To be brief and to the point: The discussions for governance change in the SEG have been going on for a couple of years. The first recommendation was to discard the participation of Associated Societies in the governance of the SEG, that is do away with the Council, which has been in place for 63 years. This was accompanied by the recommendation to abandon the right of review by the membership. The current published proposal doesn’t discard the Council but downgrades its role in the SEG to an advisory capacity. The impetus for this last move was the inconsistency of the Oklahoma Articles of Incorporation and our Constitution. The Articles did not mention the Council. The Constitution states that the Council is the ruling body of the SEG.
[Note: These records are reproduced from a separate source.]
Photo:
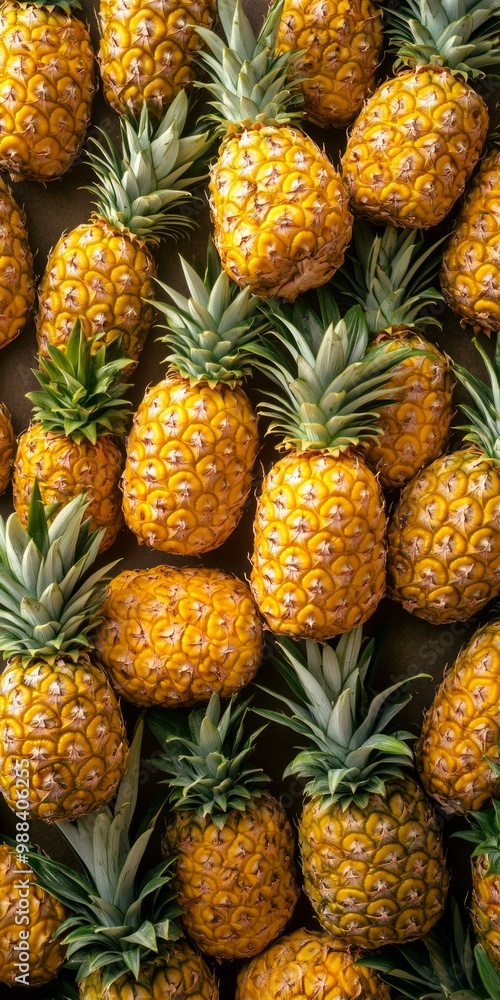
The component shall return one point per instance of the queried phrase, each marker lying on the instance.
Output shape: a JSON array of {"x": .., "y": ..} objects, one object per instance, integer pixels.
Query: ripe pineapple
[
  {"x": 278, "y": 206},
  {"x": 444, "y": 534},
  {"x": 102, "y": 271},
  {"x": 417, "y": 139},
  {"x": 17, "y": 284},
  {"x": 390, "y": 277},
  {"x": 340, "y": 46},
  {"x": 47, "y": 82},
  {"x": 147, "y": 50},
  {"x": 29, "y": 919},
  {"x": 372, "y": 858},
  {"x": 72, "y": 445},
  {"x": 57, "y": 710},
  {"x": 235, "y": 876},
  {"x": 122, "y": 937},
  {"x": 307, "y": 964},
  {"x": 470, "y": 276},
  {"x": 194, "y": 439},
  {"x": 458, "y": 751},
  {"x": 173, "y": 637}
]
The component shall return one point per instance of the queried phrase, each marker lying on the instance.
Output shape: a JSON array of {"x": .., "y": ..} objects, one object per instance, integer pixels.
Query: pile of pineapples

There are two sides in this discussion. We can leave the Articles of Incorporation alone and rewrite the Constitution and Bylaws or we can amend the Articles to conform to our 63-year-old Constitution and change very little. It’s as simple as that. We can talk about best practices and theoretical management structure or “an increased number of US scandals …” such as Enron and the American Red Cross(!!) but the decision is whether we keep the Council that is made up of Associated Societies and Districts from all over the world or we turn our governance over to a Board of Directors without the leavening effect of the Council.

You decide. Let your Council Representatives know what you think. The leadership of the Geophysical Society of Houston is for staying with our active participation in the governance of the SEG through the current Council structure.